Scale & inputs
Typical input CSV: on the order of 652 event rows and 31 columns;
district (NCES LEA id) + event_year form the cache key—about 485 unique keys (duplicate
rows for E/M/H levels, etc.). Search consumes cleaned lea_name, state_location, event_type
(e.g. fixed vs opening); other research columns pass through to the output.
Output shape
Final table: one row per accepted article—all original columns preserved in order, plus event-level fields
(e.g. link_count, stop_reason, incomplete / uncertain-date flags) and article-level fields
(article_index, url, source, title, published_date,
source_query, coverage_summary). Appended text fields are English. Zero-hit events
still produce one row with empty article fields. Authoritative column count (~42) is defined in the collaborator’s
spec.md.
Query matrix (summary)
For short name D, state S, year Y, type T, the subagent runs a fixed
sequence of web queries (redistricting, attendance zone, rezoning, school boundary change, …). When T indicates an
opening-style event, an extra “new school” query is included. After base queries, a small set of extension
queries may run only when intermediate link counts and marginal yield justify the long tail—exact gating is in spec.
Filter pipeline (summary)
URL normalize and dedupe across queries; keep published_date ≤ 2022-12-31 to match the research window;
relevance requires district name plus boundary-related terms in title or snippet. Uncertain dates are counted, not silently
dropped. In batch mode, relevance is judged primarily from search titles/snippets to avoid per-URL full fetch.

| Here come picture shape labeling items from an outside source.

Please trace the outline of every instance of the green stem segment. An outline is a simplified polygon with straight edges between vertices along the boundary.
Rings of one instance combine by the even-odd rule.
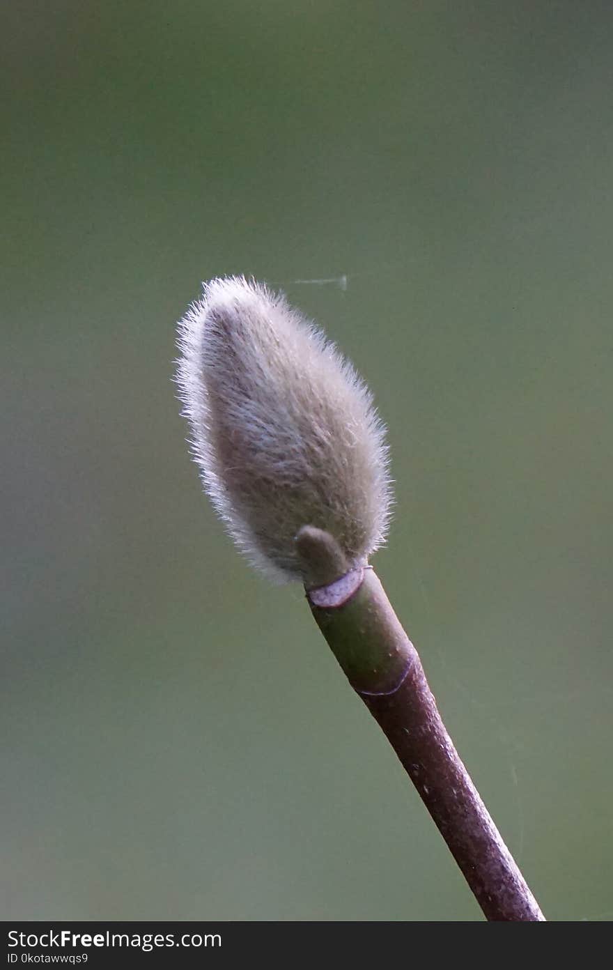
[[[297,543],[306,560],[322,534],[329,543],[319,530],[301,530]],[[376,574],[370,567],[351,570],[310,590],[307,598],[339,663],[387,735],[486,918],[544,921],[447,733],[417,651]]]

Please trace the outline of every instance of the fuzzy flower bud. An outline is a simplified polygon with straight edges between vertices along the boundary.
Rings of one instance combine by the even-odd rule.
[[[277,581],[312,581],[296,535],[336,539],[347,568],[385,539],[390,482],[371,396],[282,296],[213,279],[178,324],[177,383],[204,487],[240,548]]]

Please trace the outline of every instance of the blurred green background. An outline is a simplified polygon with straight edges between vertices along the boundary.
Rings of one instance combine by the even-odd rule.
[[[480,919],[201,493],[175,321],[233,273],[371,386],[443,716],[546,915],[613,918],[611,4],[2,20],[4,918]]]

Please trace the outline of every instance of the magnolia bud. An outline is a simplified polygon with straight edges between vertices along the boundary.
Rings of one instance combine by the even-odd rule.
[[[328,532],[347,569],[385,540],[384,428],[366,385],[282,296],[205,284],[178,324],[177,382],[205,490],[240,548],[277,581],[313,576],[295,541]]]

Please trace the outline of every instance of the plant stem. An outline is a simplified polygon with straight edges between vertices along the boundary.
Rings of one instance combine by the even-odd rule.
[[[305,527],[300,554],[326,562],[334,539]],[[351,686],[379,723],[490,921],[544,921],[442,723],[421,661],[369,566],[307,591]],[[338,574],[338,573],[337,573]]]

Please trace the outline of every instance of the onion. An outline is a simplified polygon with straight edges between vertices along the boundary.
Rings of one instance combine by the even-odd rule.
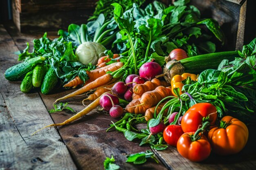
[[[171,60],[176,60],[180,61],[188,57],[189,56],[186,51],[180,49],[175,49],[171,51],[169,54],[169,58]]]
[[[163,73],[161,66],[155,62],[149,62],[144,64],[139,68],[139,76],[148,80],[150,81]]]

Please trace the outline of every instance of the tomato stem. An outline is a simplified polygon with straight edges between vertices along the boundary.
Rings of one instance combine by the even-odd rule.
[[[195,141],[201,138],[201,135],[200,135],[200,133],[202,133],[210,125],[210,122],[209,121],[206,121],[203,123],[202,127],[198,129],[195,132],[195,134],[193,135],[193,141]]]

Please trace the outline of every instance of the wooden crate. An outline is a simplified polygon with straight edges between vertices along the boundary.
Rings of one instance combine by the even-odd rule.
[[[162,0],[166,4],[173,0]],[[86,22],[97,0],[13,0],[14,23],[21,32],[67,29]],[[148,0],[147,2],[152,1]],[[223,50],[241,49],[256,36],[255,0],[191,0],[202,16],[218,21],[226,38]]]

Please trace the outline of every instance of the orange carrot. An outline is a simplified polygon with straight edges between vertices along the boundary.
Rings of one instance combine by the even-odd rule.
[[[96,90],[93,94],[89,95],[88,98],[84,99],[83,101],[85,100],[89,100],[90,101],[94,101],[98,97],[100,97],[102,94],[108,91],[110,91],[110,89],[105,88],[101,88]]]
[[[157,114],[157,115],[158,115],[158,114],[160,113],[160,111],[162,110],[162,108],[163,107],[164,105],[164,104],[165,104],[165,103],[161,104],[159,105],[158,105],[158,107],[157,107],[157,110],[156,111],[156,113]],[[155,106],[147,109],[145,113],[145,119],[146,121],[148,121],[149,120],[153,118],[153,116],[154,115],[154,114],[155,114],[155,108],[156,106]],[[166,116],[167,115],[167,112],[168,112],[168,108],[167,108],[164,110],[164,115]]]
[[[101,63],[98,66],[97,66],[97,68],[96,68],[96,69],[99,69],[105,67],[105,66],[107,66],[107,64],[106,64],[106,63],[105,62],[103,62],[102,63]]]
[[[113,58],[117,58],[119,57],[118,54],[114,54],[113,56]],[[107,63],[110,62],[111,60],[111,58],[108,58],[108,56],[103,56],[99,59],[98,60],[98,64],[96,65],[97,66],[98,66],[99,64],[102,63],[103,62]]]
[[[41,128],[39,130],[37,130],[36,131],[34,132],[33,134],[32,134],[31,136],[33,135],[34,134],[35,134],[35,133],[36,133],[39,130],[40,130],[42,129],[47,128],[48,127],[58,126],[59,126],[65,125],[67,124],[68,124],[72,122],[72,121],[74,121],[80,118],[80,117],[82,117],[83,116],[85,115],[86,114],[89,113],[93,109],[96,108],[99,105],[99,99],[101,98],[101,96],[106,95],[108,93],[109,93],[110,92],[109,92],[104,93],[101,96],[98,97],[97,99],[96,99],[94,102],[92,102],[88,106],[86,107],[85,108],[80,111],[80,112],[79,112],[79,113],[78,113],[76,115],[74,115],[74,116],[73,116],[72,117],[69,119],[66,120],[64,122],[61,123],[59,123],[59,124],[52,124],[49,125],[48,125],[46,126],[45,126],[43,128]]]
[[[72,80],[69,82],[68,83],[64,85],[63,86],[64,87],[72,87],[72,86],[77,86],[79,84],[81,84],[83,83],[83,82],[82,80],[79,77],[76,76],[74,79]]]
[[[144,114],[147,108],[142,106],[139,106],[141,104],[140,99],[139,98],[132,100],[126,106],[125,108],[126,111],[129,113],[137,115],[139,114]]]
[[[138,95],[136,95],[135,93],[132,94],[132,99],[139,99],[141,97],[141,96]]]
[[[141,96],[144,93],[154,90],[159,86],[165,86],[164,85],[170,86],[168,83],[166,83],[164,81],[160,81],[157,78],[154,78],[152,79],[151,82],[148,81],[144,84],[136,84],[133,87],[133,93],[134,94]]]
[[[112,63],[104,67],[92,71],[87,71],[86,73],[90,79],[96,79],[97,78],[106,74],[108,71],[114,71],[121,68],[124,64],[121,62]]]
[[[123,64],[123,63],[121,62],[114,63],[100,68],[92,70],[92,71],[86,71],[86,73],[89,77],[89,80],[91,81],[103,76],[106,74],[106,73],[108,71],[115,71],[118,69],[121,68],[123,65],[124,64]],[[63,86],[64,87],[72,87],[72,86],[81,84],[83,83],[83,81],[81,80],[80,78],[79,78],[79,77],[76,76],[74,79],[64,85]]]
[[[159,86],[153,91],[146,92],[142,95],[141,105],[145,108],[150,108],[156,105],[164,97],[172,95],[171,87]]]
[[[88,92],[90,90],[99,87],[101,86],[103,86],[109,83],[111,81],[112,78],[112,76],[110,74],[106,74],[105,75],[98,78],[93,82],[90,83],[84,86],[81,88],[79,88],[77,91],[69,94],[68,95],[62,97],[56,100],[54,103],[56,103],[61,100],[68,99],[69,98],[81,95]]]

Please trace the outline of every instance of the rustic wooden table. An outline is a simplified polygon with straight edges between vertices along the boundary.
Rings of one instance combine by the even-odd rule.
[[[116,120],[97,110],[67,125],[31,136],[45,126],[72,116],[64,111],[50,115],[47,110],[56,99],[74,90],[56,90],[46,95],[35,89],[24,94],[20,91],[20,82],[6,80],[5,70],[18,63],[14,53],[23,49],[26,42],[31,44],[33,39],[41,36],[17,33],[11,24],[0,25],[0,170],[103,170],[104,160],[111,155],[121,170],[256,169],[255,126],[249,126],[249,141],[240,152],[228,157],[212,153],[200,163],[183,158],[171,146],[153,150],[159,164],[150,160],[140,165],[125,162],[126,155],[151,149],[128,141],[121,133],[106,132],[110,121]],[[69,100],[70,106],[81,110],[85,97]]]

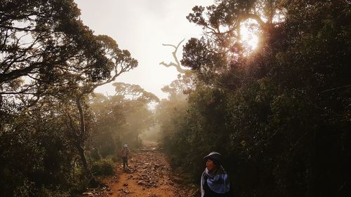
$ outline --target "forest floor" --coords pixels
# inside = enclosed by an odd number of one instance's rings
[[[105,186],[90,189],[82,196],[190,197],[199,192],[196,185],[185,184],[187,181],[171,171],[166,156],[154,143],[132,153],[128,165],[124,170],[119,163],[117,175],[103,179]]]

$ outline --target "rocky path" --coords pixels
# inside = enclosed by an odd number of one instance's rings
[[[154,144],[145,145],[132,154],[129,169],[121,165],[117,177],[107,178],[107,186],[86,193],[88,196],[114,197],[183,197],[194,196],[196,189],[182,184],[183,180],[171,172],[164,155]],[[192,186],[192,188],[195,188]]]

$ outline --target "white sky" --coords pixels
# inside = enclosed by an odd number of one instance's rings
[[[213,0],[74,0],[81,11],[81,18],[95,34],[106,34],[117,41],[121,49],[128,50],[139,66],[123,74],[117,81],[140,85],[159,98],[167,95],[161,88],[176,79],[175,67],[159,65],[173,61],[173,48],[162,43],[177,45],[185,39],[202,34],[200,27],[186,16],[194,6],[208,6]],[[178,49],[181,59],[183,47]],[[113,95],[111,84],[96,90]]]

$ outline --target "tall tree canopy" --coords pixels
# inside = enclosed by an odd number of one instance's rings
[[[174,166],[198,178],[200,156],[217,150],[237,196],[347,196],[350,5],[222,0],[195,6],[187,18],[205,33],[188,41],[181,62],[194,72],[196,88],[183,115],[175,111],[166,122],[172,133],[164,132]],[[259,37],[255,50],[241,39],[246,24]]]

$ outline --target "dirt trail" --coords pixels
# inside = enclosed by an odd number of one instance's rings
[[[165,156],[156,144],[149,144],[128,160],[129,170],[117,166],[118,177],[105,179],[107,186],[86,193],[86,196],[183,197],[194,196],[195,189],[181,185],[182,179],[172,175]]]

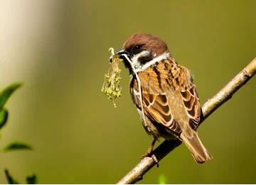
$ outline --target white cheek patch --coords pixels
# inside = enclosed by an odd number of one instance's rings
[[[132,57],[132,58],[131,60],[132,60],[132,64],[135,67],[135,69],[139,68],[142,65],[142,64],[139,62],[138,59],[140,58],[141,57],[144,57],[149,54],[150,54],[150,52],[149,52],[147,50],[144,50]]]
[[[150,52],[149,51],[144,50],[144,51],[141,52],[140,53],[138,53],[137,55],[134,55],[131,59],[132,62],[134,65],[137,72],[144,71],[147,68],[149,68],[150,66],[161,61],[162,60],[166,59],[170,57],[170,53],[169,52],[165,52],[162,55],[158,56],[157,57],[155,57],[156,55],[154,54],[154,58],[153,60],[149,61],[146,64],[141,64],[139,62],[138,59],[141,57],[146,56],[146,55],[149,55],[149,53]]]

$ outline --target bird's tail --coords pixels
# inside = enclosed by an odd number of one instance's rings
[[[213,159],[213,156],[207,151],[196,131],[192,129],[183,131],[181,138],[191,152],[194,159],[198,163],[203,163]]]

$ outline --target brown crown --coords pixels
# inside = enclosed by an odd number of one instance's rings
[[[129,50],[135,45],[142,45],[144,50],[150,50],[159,56],[168,50],[166,44],[160,38],[151,34],[134,34],[127,40],[123,45],[125,50]]]

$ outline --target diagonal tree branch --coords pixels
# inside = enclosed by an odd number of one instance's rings
[[[219,106],[229,100],[255,73],[256,58],[229,82],[216,95],[203,104],[202,106],[203,115],[201,118],[201,123]],[[179,140],[165,140],[154,150],[153,154],[159,162],[181,144],[181,142]],[[117,184],[135,184],[137,181],[142,179],[143,175],[154,165],[156,165],[156,163],[152,157],[144,157],[126,176],[117,182]]]

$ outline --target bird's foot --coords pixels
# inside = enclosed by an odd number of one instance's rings
[[[159,161],[156,159],[156,157],[153,154],[153,150],[148,150],[145,154],[142,155],[142,157],[141,157],[141,160],[143,159],[145,157],[151,157],[153,159],[153,160],[154,161],[154,162],[156,164],[156,167],[159,167]]]

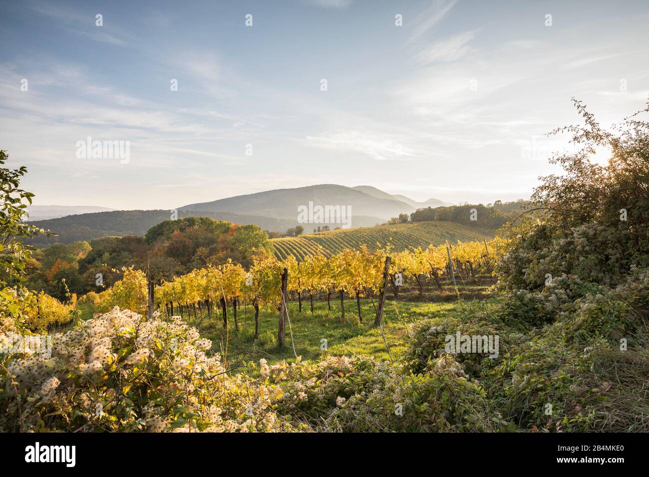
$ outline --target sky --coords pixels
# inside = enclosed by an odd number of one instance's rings
[[[604,126],[644,108],[648,25],[644,1],[1,0],[0,148],[39,205],[526,198],[572,97]]]

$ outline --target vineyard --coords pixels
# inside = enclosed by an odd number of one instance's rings
[[[430,245],[455,243],[458,241],[482,240],[493,237],[488,232],[475,230],[450,222],[421,222],[384,225],[375,227],[340,229],[307,234],[299,237],[272,239],[275,256],[284,260],[293,256],[302,260],[321,253],[326,256],[340,253],[345,249],[358,249],[365,245],[371,251],[389,244],[400,252]]]
[[[325,294],[330,308],[332,295],[337,294],[341,304],[340,318],[344,320],[344,297],[347,295],[356,299],[362,321],[360,299],[376,297],[382,288],[384,291],[386,280],[395,291],[405,280],[417,284],[420,294],[426,280],[431,280],[441,290],[440,280],[445,274],[454,281],[457,277],[463,282],[493,270],[504,245],[502,239],[460,242],[454,246],[431,245],[401,252],[389,247],[371,252],[361,245],[329,257],[315,253],[300,262],[293,256],[284,260],[267,257],[256,260],[249,270],[228,262],[194,270],[155,286],[151,304],[167,316],[180,314],[191,317],[193,314],[195,318],[206,312],[209,315],[220,307],[226,328],[228,308],[231,306],[234,328],[238,330],[238,306],[241,302],[254,308],[256,322],[260,308],[279,307],[283,302],[286,306],[288,293],[297,294],[300,312],[302,296],[308,297],[312,312],[314,295]],[[284,284],[282,279],[286,280]],[[84,299],[100,312],[119,306],[144,314],[147,306],[146,275],[132,268],[125,269],[123,280],[105,291],[88,294]]]

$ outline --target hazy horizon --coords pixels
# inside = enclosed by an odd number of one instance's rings
[[[607,126],[649,96],[640,1],[0,11],[0,147],[38,205],[171,209],[318,184],[516,200],[556,170],[568,138],[544,134],[580,122],[572,97]],[[79,158],[88,137],[129,141],[129,161]]]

Stop reasons & quality bar
Subagents must emit a valid stop_reason from a small enumerated set. Design targets up to ~10
accepted links per key; 4 is a completeness floor, not an excuse to skip query types. HARD
RULES in the subagent prompt enforce “run the full base matrix” and forbid early stop on link count alone.
Artifacts & scripts
Runtime writes state/results.jsonl, state/completed_keys.txt, state/progress.log; batch
steps may stage state/partial/*.json before merge. A stdlib Python script joins JSONL back to the source CSV for the
final wide file.